Windows is like a game boy.You go to the store and buy a brand new in the box.You take him home, call and play with him.Beautiful graphics, cool sounds.After a while, however, you get tired of the game that came with him, so back to the store and buy another one.This cycle repeats itself indefinitely.

Finally, you go back to the store and tell the person behind the counter: “I want a game that does it!” Just to be informed that such a game does not exist because there is no “market demand” for him. So you say, “But I just would like it to change something!” The person behind the counter says you can’t change it in the game. The games are all sealed in their cartridges. So you find that your toy is limited to the games others have decided that you need.

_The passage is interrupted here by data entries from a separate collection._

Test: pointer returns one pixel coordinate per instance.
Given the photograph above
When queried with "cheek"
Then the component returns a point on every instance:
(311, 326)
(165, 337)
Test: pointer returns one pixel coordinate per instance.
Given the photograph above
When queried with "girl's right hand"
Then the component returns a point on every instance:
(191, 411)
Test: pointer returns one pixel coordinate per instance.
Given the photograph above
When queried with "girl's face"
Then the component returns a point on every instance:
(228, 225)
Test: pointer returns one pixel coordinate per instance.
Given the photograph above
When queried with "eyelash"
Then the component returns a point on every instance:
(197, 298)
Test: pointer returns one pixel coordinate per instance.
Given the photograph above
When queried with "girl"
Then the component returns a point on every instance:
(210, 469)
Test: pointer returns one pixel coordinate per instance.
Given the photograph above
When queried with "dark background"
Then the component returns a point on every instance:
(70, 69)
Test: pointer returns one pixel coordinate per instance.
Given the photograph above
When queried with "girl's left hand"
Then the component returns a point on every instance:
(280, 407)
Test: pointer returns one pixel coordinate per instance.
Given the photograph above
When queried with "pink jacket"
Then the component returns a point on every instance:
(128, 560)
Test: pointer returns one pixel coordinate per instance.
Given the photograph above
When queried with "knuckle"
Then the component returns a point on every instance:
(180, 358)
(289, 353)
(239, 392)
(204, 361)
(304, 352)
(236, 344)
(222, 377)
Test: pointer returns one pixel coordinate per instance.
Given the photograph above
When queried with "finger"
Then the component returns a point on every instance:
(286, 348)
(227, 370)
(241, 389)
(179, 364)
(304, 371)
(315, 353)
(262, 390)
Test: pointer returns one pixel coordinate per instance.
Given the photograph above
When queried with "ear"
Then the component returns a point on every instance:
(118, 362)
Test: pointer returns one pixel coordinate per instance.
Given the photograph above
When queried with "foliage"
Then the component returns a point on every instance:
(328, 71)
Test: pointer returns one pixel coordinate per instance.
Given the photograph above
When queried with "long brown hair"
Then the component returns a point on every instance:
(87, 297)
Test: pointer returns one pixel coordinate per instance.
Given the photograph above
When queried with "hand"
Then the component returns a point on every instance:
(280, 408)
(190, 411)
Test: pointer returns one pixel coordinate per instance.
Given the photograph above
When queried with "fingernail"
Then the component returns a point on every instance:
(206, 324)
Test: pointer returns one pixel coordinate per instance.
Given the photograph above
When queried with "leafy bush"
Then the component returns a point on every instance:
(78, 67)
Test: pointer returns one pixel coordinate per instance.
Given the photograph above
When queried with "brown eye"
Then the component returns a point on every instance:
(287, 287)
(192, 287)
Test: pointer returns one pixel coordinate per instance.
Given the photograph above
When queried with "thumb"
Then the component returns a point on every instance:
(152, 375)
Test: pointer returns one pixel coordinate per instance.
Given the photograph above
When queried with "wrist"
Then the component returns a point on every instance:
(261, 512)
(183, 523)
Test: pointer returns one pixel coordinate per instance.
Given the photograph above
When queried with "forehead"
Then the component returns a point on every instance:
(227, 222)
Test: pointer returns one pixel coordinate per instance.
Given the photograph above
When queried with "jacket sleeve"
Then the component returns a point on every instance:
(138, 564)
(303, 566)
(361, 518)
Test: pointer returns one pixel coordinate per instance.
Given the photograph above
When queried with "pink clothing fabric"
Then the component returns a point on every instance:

Linux, on the other hand, is like the largest “setting up” set in the world. You open it and are just a huge collection of pieces. There are many steel supports, screws, nuts, gears, pulleys, engines and some suggestions on what to build. So you start playing with it. You build one of the suggestions and then another.

After a while, you find that you have your own ideas about what to do. You no longer need to go back to the store, because you already have everything you need. The set of assembly assumes the form of your imagination. It does what you want. Your choice of toys is obviously a personal thing, so which toy would you consider most satisfactory?

Ready to learn the “command line”?

Now that I have introduced you to the reasons, why learning Bash / Shell, I will warn you that I am preparing an excellent course from basic to striker, which will fit in to your needs, no matter if you are an advanced user, an administrator, an administrator, an administrator, an administratorof systems or a data scientist.